I was now also able to analyse them meticulously and had run up programs in my aug for this purpose. I knew, for example, that of the thousands Penny Royal h
ad killed and cached, one thousand and eight hundred of them were murderers. These included deaths I had not experienced at first-hand because the searches and analyses extended beyond those, to all the spine contained. One thing was also evident: the deaths I had experienced, and whose every instance I could recall at will, could not possibly all reside in my mind. They were in the spine, quantum entangled with my mind, part of my mind despite the separate locations.

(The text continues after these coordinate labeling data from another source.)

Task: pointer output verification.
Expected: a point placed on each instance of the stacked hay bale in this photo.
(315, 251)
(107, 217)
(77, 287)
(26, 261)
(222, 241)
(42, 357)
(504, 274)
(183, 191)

This analysis also confirmed for me that little rationality lay behind the murders. It didn’t matter whether the people were guilty or innocent, contemptible or lovable, young or old. A large portion of them had certainly deserved to die, but there were many innocents too. I think the only reason they weren’t a cross-section of ordinary humanity was because ordinary people weren’t the kind to cross Penny Royal’s path.
I get it, I fucking get it! I wanted to scream at the spine, and at Penny Royal. I understood that no justification existed or could exist. Penny Royal was a mass murderer, an AI psychopath, a fucking computerized and mechanized Hannibal Lector who really deserved to die. Really, I didn’t need to experience any more of those deaths to know that, but they continued relentlessly to play out their horrible sordid dramas in my mind.
“So Sverl catches up with this Cvorn character and obliterates him,” I said during one of my forays outside of my skull, as I studied a nanoscope image of a ring of quantum processors on the surface of the spine. These had no direct connection at all to everything that surrounded them, and they baffled me. What possible purpose could they serve?
“That would be Sverl’s approach, one would suppose,” said Riss cautiously.
“One renegade prador destroys another one, and both have been sitting in the Graveyard since the war,” I said.
“You are reconsidering your idea about there being a connection here with the activity at the Graveyard’s borders,” said Riss.
“Just raising it as a discussion point.”
“So even with Penny Royal’s involvement, you cannot see why Sverl, Cvorn, or both of them might elicit such a response,” Riss pushed.